The majority of mecC MRSA isolates found in our survey belonged to CC130, which agrees with the data of Garcia-Alvarez et al.[2] showing that CC130 was the most common lineage among their retrospective testing for mecC MRSA among human isolates in the UK and Denmark. Both CC130 and ST425 are the predominant lineages among mecC MRSA isolates found not only in humans but also in other host species elsewhere, and genome sequencing has provided strong evidence of cross-species transmission of mecC MRSA between humans and livestock.[26] Of the five spa types recovered in this study, neither t11702 nor t11706 appear to have been reported previously among mecC MRSA, whilst the other three, t843, t6220 and t9280, have.[2,27] There were multiple CCs belonging to the same spa type and multiple spa types within the same CC, illustrating the difficulty of inferring CC from spa type data.

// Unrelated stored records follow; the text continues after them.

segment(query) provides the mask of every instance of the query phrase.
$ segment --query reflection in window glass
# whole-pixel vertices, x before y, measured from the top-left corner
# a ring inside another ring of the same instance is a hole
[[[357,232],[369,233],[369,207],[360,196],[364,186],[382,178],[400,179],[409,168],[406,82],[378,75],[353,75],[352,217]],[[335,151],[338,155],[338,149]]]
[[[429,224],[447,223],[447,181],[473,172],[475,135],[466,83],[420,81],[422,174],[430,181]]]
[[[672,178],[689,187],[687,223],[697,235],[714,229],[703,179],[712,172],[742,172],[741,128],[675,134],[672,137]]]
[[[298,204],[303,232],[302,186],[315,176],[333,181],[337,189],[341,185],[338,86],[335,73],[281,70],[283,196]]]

As reported for mecC MRSA isolated elsewhere in Europe and from different host species,[9,11,15,17,27] resistance to non-β lactam antibiotics was uncommon among these English mecC MRSA isolates.

The origins of mecC MRSA and SCCmec type XI are unclear, but mecC has also been detected in Staphylococcus stepanovicii,[12] Staphylococcus xylosus[28] and Staphylococcus sciuri.[29] This suggests a possible origin for mecC in coagulase-negative staphylococci, as proposed for mecA,[30,31] and clinical microbiology laboratories should therefore be aware not only of mecC MRSA but of the possible occurrence of mecC in other pathogenic species of methicillin-resistant staphylococci.

Funding

This work was supported by a Medical Research Council Partnership Grant (G1001787/1) held between the Department of Veterinary Medicine, University of Cambridge (M. A. H.), the School of Clinical Medicine, University of Cambridge (S. J. P.), the Moredun Research Institute (R. N. Z.) and the Wellcome Trust Sanger Institute (J. P. and S. J. P.).

Transparency declarations

Competing interests: none to declare.

The funder had no role in the study design, data collection, analysis, decision to publish, or preparation of the manuscript.